Recentemente li um artigo, cujo título incluía a pergunta retórica «Vale a pena continuar a existir?», que «tristemente» acusava os portugueses que desejam a união com Espanha de «iliteracia histórica, económica e social». Igualmente lamentava a «perda de importância de Portugal» após 1974, fazendo pensar que o autor preferia que regressássemos aos tempos da ditadura e da guerra colonial; isso sim, é triste. A quantidade de «fascistas de armário» que ainda existem na Península Ibérica, após tudo o que os nossos países sofreram por causa da ditadura, isso sim, é lamentável.

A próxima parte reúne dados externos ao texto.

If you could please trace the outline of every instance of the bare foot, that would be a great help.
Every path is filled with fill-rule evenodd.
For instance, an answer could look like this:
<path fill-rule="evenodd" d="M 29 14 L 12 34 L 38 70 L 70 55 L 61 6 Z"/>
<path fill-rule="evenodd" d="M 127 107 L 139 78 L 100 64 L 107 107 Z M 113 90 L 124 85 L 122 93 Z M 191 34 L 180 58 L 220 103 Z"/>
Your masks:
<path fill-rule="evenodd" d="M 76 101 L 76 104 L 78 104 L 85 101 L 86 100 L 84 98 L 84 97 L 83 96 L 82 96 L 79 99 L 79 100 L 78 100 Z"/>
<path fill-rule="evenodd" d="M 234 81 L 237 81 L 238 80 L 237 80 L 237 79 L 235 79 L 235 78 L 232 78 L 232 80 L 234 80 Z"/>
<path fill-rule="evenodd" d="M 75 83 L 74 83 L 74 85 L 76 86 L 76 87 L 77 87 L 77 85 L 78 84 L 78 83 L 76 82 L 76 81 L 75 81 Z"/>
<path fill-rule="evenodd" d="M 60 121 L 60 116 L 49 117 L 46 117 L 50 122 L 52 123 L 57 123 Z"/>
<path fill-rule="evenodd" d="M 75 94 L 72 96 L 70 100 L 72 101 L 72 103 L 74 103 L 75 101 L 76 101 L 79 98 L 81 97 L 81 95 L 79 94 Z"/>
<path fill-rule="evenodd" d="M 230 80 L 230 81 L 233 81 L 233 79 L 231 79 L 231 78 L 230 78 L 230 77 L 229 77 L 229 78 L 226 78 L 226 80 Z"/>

Primeiro ponto: artigos como este só vêm acrescentar confusão ao debate. Já se decidiu, entre os iberistas, que não se alterará a soberania de Portugal nem de Espanha. A ideia de unir os dois países num só é uma utopia, não um objetivo. Se a criação de uma «Ibéria» significa o fim de Portugal, também significa o fim de Espanha. Garanto que não é isso o que os iberistas querem. Aliás, o espanholismo português não é iberismo. Seria bom distinguir as duas coisas. A Ibéria, se existisse como um só país, teria a missão de preservar todas as línguas e culturas da Península Ibérica, em harmonia, sem que uma se sobrepusesse às outras. Não se trata de subjugar Portugal à cultura espanhola, fazendo desaparecer a portuguesa, nem muito menos do medo absurdo de pessoas como a que escreveu aquele artigo: a anexação de Portugal. Se assim fosse, já nem eu estaria a escrever em português. O objetivo é a criação de uma entidade supranacional na Península Ibérica, à qual poderíamos chamar Conselho Ibérico, mas na qual os dois países manteriam a sua independência, assim como a sua identidade cultural. Seria um organismo que consolidaria a soberania portuguesa, não que a poria em causa. Portanto, podemos deixar-nos de disparates, por favor?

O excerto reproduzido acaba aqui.